ALAMEDA -- The City Council has adopted a budget for the next two fiscal years that officials say will cause no significant decrease in public services while maintaining at least a 25 percent reserve in the city's General Fund.
But the $163 million budget approved unanimously by the council Tuesday also calls for job cuts and structural changes within city departments to help offset deficits projected at $3.5 million for the upcoming fiscal year and $5.2 million for the following year.
About $45 million has been earmarked for capital improvements and maintenance, including about $17 million for sewer work and about $10 million for maintaining and upgrading streets and sidewalks.
The proposed cuts include eliminating three positions in the City Manager's office and one in the City Attorney's Office, as well as two positions in human resources.
The deficit also will be offset by saving about $275,000 at the fire department as a result of not paying overtime that was previously budgeted, Assistant City Manager Liz Warmerdam said. An additional $456,000 will be saved at the police department through not filling seven vacant positions.
Other cost-saving steps include reclassifying some jobs, raising the city's business license processing fee to $25 and reducing purchases of fire department equipment and supplies.
While the moves will balance the books, city officials say they are still facing a $3.8 million deficit during fiscal year 2015-16, a shortfall that is expected to reach $6.6 million within the following two years.
"There's going to be some really, really hard decisions and everybody's going to have to get together and basically figure out a way to solve the problem," City Auditor Kevin Kearney said.
About 29 percent of the General Fund -- which total about $66 million and pays for parks, libraries, public safety and other services -- will be kept as a reserve for the upcoming fiscal year under the budget adopted Tuesday.
That reserve will drop to 25 percent the following fiscal year, however.

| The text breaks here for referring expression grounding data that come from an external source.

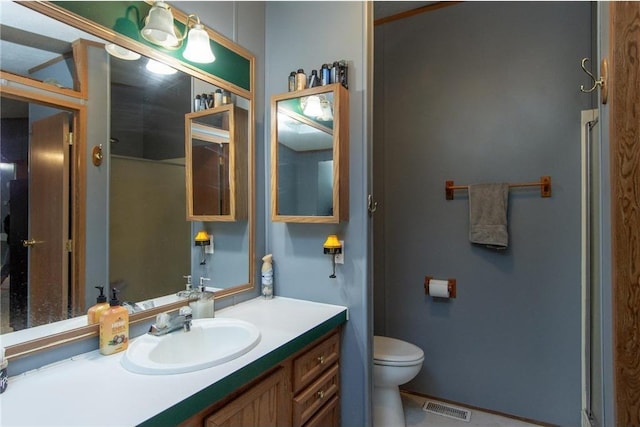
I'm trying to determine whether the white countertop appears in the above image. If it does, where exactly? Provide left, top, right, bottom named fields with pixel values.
left=0, top=297, right=347, bottom=427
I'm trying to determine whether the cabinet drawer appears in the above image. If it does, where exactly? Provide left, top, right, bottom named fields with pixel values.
left=303, top=395, right=339, bottom=427
left=293, top=332, right=340, bottom=393
left=293, top=363, right=339, bottom=426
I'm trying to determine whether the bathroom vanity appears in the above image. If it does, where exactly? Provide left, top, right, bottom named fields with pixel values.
left=0, top=297, right=347, bottom=427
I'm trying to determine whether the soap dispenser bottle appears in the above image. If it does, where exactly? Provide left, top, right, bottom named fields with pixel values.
left=261, top=254, right=274, bottom=299
left=99, top=289, right=129, bottom=355
left=87, top=286, right=110, bottom=325
left=190, top=277, right=214, bottom=319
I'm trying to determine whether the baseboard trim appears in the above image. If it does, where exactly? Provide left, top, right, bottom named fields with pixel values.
left=400, top=389, right=557, bottom=427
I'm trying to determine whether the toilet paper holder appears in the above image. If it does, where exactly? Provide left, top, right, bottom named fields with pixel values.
left=424, top=276, right=457, bottom=298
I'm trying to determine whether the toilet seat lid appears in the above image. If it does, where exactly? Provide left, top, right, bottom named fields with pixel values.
left=374, top=336, right=424, bottom=363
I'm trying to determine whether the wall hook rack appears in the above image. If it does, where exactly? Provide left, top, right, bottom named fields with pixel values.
left=580, top=57, right=608, bottom=104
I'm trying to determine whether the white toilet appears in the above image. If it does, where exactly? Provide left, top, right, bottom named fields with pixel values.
left=373, top=335, right=424, bottom=427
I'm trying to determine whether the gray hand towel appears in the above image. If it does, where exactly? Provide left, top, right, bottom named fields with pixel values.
left=468, top=183, right=509, bottom=249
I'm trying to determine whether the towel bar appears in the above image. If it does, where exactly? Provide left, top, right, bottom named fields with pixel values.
left=445, top=176, right=551, bottom=200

Maintaining a reserve is "a moment of celebration," City Councilman Tony Daysog said. "But no one is breaking out any champagne bottles because we know that this is really buying us time to begin to flesh out and implement those hard decisions."

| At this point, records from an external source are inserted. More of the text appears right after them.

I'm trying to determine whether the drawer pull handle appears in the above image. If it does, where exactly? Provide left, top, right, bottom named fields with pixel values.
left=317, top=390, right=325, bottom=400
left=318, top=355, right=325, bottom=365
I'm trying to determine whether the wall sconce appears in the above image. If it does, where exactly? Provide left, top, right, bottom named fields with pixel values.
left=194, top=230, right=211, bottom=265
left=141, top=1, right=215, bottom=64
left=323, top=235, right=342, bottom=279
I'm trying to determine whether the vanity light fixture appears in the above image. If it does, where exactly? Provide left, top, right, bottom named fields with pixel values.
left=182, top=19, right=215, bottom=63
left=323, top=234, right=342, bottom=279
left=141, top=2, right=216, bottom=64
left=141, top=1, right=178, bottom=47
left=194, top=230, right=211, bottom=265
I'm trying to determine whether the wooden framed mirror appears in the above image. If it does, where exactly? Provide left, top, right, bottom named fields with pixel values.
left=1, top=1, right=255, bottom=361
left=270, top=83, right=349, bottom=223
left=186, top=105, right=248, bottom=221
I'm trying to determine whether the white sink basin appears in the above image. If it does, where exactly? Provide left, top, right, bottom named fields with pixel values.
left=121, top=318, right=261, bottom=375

The reasons for the ongoing deficit are a decline in General Fund revenue due to the sluggish economy over the past several years, coupled with rising costs for employee health care and retirement benefits.

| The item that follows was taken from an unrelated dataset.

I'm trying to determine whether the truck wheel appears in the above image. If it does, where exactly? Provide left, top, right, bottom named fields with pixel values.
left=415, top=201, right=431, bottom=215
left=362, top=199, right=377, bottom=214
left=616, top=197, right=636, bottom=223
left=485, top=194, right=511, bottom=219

This is the city's first budget adopted under a two-year cycle, and by including projections through fiscal year 2017-18 the council now has a jump-start on tackling the shortfalls, Mayor Marie Gilmore said.
"This is not a council that has not and does not intend to kick the can down the road," Gilmore said. "But this is also a council that realizes that we can only be successful in dealing with our problems if we all work cooperatively together, and provide the kind of information that's needed in order to make smart, intelligent decisions."